Coldiretti: «spesa in campagna per sette italiani su dieci»

Di fronte al caro prezzi si riducono i consumi per i canali di vendita tradizionali mentre aumentano quelli che consentono di tagliare le intermediazioni e garantire la qualità e
genuinità del prodotto come gli acquisti diretti dagli agricoltori con una valore della spesa in «campagna» che nel 2007 hanno raggiunto il fatturato record di 2,5 miliardi
di Euro.

E’ quanto afferma la Coldiretti in occasione della divulgazione dei dati Istat sul commercio al dettaglio e del rapporto Eurispes dal quale emerge tra l’altro che secondo il 94,5 per cento
degli italiani c’è stato un aumento dei prezzi degli alimentari. Durante il 2007, sette italiani su dieci hanno fatto almeno una volta acquisti direttamente dal produttore agricolo
giudicandoli in maggioranza convenienti con un risparmio atteso del 30 per cento anche se – precisa la Coldiretti – accanto alla ricerca del risparmio è stata sopratutto la
qualità e la freschezza dei prodotti acquistati a spingere il trend positivo.
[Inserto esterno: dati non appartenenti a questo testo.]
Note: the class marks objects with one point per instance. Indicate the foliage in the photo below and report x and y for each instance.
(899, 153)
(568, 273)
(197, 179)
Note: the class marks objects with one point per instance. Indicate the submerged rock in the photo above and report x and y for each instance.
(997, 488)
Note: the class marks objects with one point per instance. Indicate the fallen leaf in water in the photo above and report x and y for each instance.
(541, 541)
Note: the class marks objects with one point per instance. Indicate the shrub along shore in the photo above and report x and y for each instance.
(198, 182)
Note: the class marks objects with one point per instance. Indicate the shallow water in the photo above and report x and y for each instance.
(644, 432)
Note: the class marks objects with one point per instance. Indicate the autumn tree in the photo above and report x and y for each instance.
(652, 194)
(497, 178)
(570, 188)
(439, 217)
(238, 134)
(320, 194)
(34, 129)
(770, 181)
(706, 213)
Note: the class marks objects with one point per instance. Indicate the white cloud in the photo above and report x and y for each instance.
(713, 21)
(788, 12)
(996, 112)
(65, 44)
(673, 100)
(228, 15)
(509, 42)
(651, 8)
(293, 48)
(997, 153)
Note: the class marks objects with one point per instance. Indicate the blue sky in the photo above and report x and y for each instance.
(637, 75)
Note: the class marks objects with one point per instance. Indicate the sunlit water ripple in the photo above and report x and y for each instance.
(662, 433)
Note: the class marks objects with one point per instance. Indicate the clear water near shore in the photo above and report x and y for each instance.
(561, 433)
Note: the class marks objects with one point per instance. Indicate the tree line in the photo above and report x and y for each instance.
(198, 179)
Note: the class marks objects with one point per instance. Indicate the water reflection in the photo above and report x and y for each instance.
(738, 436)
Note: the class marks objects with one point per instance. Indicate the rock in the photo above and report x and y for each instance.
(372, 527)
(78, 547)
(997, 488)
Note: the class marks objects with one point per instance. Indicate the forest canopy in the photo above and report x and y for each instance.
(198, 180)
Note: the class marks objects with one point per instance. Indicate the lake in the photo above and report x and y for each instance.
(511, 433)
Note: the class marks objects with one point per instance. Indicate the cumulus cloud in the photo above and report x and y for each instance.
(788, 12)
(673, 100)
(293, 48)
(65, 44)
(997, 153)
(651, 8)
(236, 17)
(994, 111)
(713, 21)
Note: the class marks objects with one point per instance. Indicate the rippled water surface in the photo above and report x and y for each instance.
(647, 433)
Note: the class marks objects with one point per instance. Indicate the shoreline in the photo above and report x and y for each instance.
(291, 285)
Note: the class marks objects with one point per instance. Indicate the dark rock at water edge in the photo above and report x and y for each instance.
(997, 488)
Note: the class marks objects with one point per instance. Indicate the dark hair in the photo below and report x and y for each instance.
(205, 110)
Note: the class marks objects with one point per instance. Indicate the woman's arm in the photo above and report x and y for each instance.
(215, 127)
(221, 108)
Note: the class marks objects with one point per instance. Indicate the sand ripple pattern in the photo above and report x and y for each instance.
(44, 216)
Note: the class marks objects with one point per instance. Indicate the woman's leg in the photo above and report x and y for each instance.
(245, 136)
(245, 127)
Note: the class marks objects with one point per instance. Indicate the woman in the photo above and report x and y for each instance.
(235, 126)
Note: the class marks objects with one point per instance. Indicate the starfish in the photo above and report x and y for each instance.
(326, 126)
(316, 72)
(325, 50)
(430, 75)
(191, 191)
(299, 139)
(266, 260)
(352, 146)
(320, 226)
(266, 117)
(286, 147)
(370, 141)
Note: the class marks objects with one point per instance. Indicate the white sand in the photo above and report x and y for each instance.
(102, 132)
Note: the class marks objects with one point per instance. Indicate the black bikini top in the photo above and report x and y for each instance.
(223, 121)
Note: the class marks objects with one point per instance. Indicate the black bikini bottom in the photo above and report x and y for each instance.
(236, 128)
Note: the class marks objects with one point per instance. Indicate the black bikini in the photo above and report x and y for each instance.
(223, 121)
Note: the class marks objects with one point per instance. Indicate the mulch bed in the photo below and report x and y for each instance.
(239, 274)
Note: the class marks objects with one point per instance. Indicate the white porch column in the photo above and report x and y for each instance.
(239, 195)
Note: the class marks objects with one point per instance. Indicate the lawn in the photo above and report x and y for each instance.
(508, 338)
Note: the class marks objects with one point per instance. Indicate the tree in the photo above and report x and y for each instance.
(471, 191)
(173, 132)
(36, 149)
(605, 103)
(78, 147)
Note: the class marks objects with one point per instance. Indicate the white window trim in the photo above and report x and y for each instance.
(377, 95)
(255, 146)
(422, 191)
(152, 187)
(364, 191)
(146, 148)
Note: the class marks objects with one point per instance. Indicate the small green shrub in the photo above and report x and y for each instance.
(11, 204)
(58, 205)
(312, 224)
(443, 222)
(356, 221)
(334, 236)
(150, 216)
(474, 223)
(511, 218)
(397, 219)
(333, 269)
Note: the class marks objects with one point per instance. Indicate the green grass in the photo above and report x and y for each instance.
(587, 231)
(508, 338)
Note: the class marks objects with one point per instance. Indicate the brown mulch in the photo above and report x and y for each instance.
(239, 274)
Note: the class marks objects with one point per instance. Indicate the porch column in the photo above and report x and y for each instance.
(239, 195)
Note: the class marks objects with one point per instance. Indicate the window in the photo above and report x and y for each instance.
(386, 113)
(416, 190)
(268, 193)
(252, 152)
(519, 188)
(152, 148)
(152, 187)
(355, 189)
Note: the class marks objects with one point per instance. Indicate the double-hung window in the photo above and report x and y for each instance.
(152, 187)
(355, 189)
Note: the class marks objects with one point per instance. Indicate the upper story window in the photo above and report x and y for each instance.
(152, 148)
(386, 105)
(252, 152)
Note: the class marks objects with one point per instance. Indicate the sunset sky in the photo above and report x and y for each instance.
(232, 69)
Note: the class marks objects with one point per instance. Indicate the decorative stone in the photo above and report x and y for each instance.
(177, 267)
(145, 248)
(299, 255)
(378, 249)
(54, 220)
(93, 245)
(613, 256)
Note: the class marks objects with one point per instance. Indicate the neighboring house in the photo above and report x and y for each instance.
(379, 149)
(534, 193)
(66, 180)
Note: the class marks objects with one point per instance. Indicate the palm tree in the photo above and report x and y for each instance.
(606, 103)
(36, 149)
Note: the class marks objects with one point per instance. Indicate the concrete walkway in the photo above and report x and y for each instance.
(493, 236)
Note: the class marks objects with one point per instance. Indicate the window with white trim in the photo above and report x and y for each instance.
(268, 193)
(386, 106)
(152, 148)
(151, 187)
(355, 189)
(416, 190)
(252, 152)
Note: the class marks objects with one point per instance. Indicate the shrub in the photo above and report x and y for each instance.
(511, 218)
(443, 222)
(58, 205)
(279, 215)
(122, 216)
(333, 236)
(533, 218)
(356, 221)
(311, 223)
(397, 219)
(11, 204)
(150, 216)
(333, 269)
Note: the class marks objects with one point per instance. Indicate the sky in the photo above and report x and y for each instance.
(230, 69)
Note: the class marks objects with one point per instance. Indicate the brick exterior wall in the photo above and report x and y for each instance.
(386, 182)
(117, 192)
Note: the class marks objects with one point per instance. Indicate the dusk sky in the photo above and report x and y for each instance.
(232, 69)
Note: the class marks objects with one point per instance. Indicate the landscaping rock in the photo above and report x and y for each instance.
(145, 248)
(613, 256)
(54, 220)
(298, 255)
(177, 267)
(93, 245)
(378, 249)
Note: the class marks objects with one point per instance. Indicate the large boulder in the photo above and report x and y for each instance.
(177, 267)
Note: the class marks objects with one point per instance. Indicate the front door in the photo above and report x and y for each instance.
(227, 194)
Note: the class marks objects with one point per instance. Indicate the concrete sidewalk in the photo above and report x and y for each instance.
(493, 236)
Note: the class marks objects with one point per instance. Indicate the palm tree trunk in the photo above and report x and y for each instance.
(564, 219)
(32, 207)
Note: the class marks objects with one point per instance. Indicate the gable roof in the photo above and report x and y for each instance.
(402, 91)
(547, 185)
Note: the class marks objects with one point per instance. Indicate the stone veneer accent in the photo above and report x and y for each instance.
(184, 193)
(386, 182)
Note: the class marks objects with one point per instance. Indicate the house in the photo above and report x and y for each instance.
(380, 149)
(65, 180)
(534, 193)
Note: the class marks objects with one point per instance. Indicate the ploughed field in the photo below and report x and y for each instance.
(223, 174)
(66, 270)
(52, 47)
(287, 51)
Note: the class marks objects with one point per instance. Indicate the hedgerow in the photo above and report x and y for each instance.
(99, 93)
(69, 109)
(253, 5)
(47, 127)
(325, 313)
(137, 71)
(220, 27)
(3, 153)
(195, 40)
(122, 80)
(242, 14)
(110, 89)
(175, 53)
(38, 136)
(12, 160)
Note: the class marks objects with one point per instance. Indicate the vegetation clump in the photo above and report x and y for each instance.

Nel 2007 sono saliti a 57.530, con un aumento boom del 48 per cento rispetto al 2001, i frantoi, le cantine,
le malghe e le cascine dove è possibile comperare direttamente, secondo il rapporto dell’Osservatorio sulla vendita diretta delle aziende agricole promosso da Coldiretti e Agri2000. E i
prodotti maggiormente acquistati – continua la Coldiretti – sono nell’ordine la frutta e verdura (il 28 per cento), il vino (il 37 per cento), l’olio (il 20 per cento), i formaggi (l’11 per
cento), le carni e i salumi (l’8 per cento) e il miele (il 3 per cento).

Per consentire di meglio individuare le aziende agricole dove è possibile acquistare direttamente dal sito www.coldiretti.it è possibile collegarsi a www.campagnamica.it con il
motore di ricerca «In viaggio per Fattorie e Cantine» che consente di individuare nel proprio comune, provincia o regione la piu’ ampia gamma di aziende agricole che vendono
direttamente selezionando anche le categorie di prodotto desiderate ed eventualmente anche le specialità garantite da marchio. On line anche l’elenco di centinaia di distributori di
latte fresco istallati nelle aziende agricole in cui è possibile risparmiare oltre il 30 per cento. Contro gli aumenti record nel 2008 debuttano anche in Italia i mercati esclusivi degli
agricoltori, i cosiddetti farmer market, dove è possibile fare la spesa direttamente senza intermediazioni per combattere la moltiplicazione dei prezzi dal campo alla tavola, grazie
all’entrata in vigore del Decreto pubblicato sulla Gazzetta Ufficiale n.301 del 29 dicembre 2007 e fortemente sostenuto dalla mobilitazione della Coldiretti. A partire dal 2008, tutti i Comuni
hanno la possibilità di avviare mercati gestiti dagli agricoltori localizzati anche in zone centrali e con frequenza giornaliera, settimanale o mensile a seconda delle esigenze locali e
secondo le stime dell’Osservatorio sulle vendite dirette promosso dalla Coldiretti, potrebbero essere aperti mercati degli agricoltori in 400 città con la partecipazione esclusiva di
8mila aziende agricole in grado di offrire prodotti alimentari con la migliore convenienza nel rapporto tra prezzi e qualità.

Esperienze positive promosse dalla Coldiretti sono già attive a Taranto in pieno centro città, a Bari, a Potenza, i n Toscana in provincia di Pistoia nel comune di Marliana e a
Montevarchi in provincia di Arezzo, a Monselice in provincia di Padova, a Trento e a Torino dove è funzionante l’«Oasi dei prodotti tipici della campagna piemontese»
stabilmente la prima domenica di ogni mese (esclusi gennaio, luglio, agosto) in piazza Palazzo di Città.